XDR-TB occurred in a substantial proportion of patients with MDR-TB in South Korea, and was the strongest predictor of treatment outcomes and long-term survival in patients with MDR-TB. Adequate TB control policies should be implemented to prevent the further development and spread of drug resistance.
全球范围内广泛耐药结核病(XDR-TB)发病率的上升已成为对公共卫生和结核病(TB)控制的一大威胁。不同研究的治疗结果各异,关于长期生存的数据仍然匮乏。
回顾性评估韩国一组HIV阴性耐多药结核病(MDR-TB)患者中XDR-TB患者的负担、临床特征、治疗结果及长期生存率。
对2000年至2002年新诊断或接受MDR-TB治疗的患者的病历进行回顾。在治疗开始后对该队列进行3至7年的监测。分析初始治疗结果和累积生存率,并确定治疗成功和生存的预测因素。

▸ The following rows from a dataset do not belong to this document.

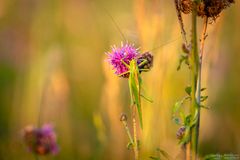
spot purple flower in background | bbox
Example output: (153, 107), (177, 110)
(106, 43), (139, 78)
(23, 124), (59, 155)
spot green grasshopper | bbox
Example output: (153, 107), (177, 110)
(118, 56), (151, 129)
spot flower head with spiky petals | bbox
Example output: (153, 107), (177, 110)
(106, 43), (139, 78)
(23, 124), (59, 155)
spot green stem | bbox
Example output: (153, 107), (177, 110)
(190, 1), (200, 160)
(122, 121), (134, 145)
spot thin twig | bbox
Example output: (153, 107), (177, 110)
(190, 0), (200, 160)
(132, 105), (139, 160)
(199, 16), (208, 60)
(175, 0), (188, 46)
(122, 121), (134, 145)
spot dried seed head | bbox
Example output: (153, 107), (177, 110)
(176, 126), (186, 139)
(120, 113), (127, 122)
(23, 124), (59, 155)
(179, 0), (193, 14)
(137, 52), (153, 73)
(197, 0), (235, 20)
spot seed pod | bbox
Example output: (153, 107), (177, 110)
(137, 52), (153, 73)
(197, 0), (235, 20)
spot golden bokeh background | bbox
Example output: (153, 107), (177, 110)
(0, 0), (240, 160)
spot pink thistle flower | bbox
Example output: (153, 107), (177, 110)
(106, 43), (139, 78)
(23, 124), (59, 155)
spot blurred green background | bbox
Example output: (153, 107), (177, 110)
(0, 0), (240, 160)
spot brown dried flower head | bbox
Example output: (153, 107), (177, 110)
(178, 0), (235, 20)
(179, 0), (193, 14)
(197, 0), (235, 20)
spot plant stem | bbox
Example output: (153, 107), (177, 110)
(132, 105), (139, 160)
(190, 1), (200, 160)
(185, 143), (191, 160)
(122, 121), (134, 144)
(175, 0), (188, 46)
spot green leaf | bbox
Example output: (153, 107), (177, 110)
(157, 148), (171, 160)
(184, 114), (192, 126)
(179, 126), (190, 145)
(185, 86), (192, 96)
(204, 154), (240, 160)
(173, 117), (181, 125)
(172, 101), (182, 113)
(128, 60), (143, 129)
(149, 156), (161, 160)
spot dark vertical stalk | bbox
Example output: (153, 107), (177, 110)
(190, 0), (200, 160)
(132, 105), (139, 160)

1407例MDR-TB患者中,75例(5.3%)在治疗开始时患有XDR-TB。失访率很高(453/1407;32%),XDR-TB患者的治疗成功率较低(29.3%对46.2%;P = 0.004),全因死亡率(49.3%对19.4%;P < 0.001)和结核病相关疾病死亡率(41.3%对11.8%;P < 0.001)均高于其他MDR-TB患者。多因素分析显示,XDR-TB的存在显著影响治疗成功率(优势比,0.23;95%置信区间[CI],0.08 - 0.64;P = 0.005)、全因死亡率(风险比,3.25;95% CI,1.91 - 5.53;P < 0.001)和结核病相关死亡率(风险比,4.45;95% CI,2.48 - 8.00;P < 0.001)。
韩国相当一部分MDR-TB患者患有XDR-TB,且XDR-TB是MDR-TB患者治疗结果和长期生存的最强预测因素。应实施适当的结核病控制政策以防止耐药性的进一步发展和传播。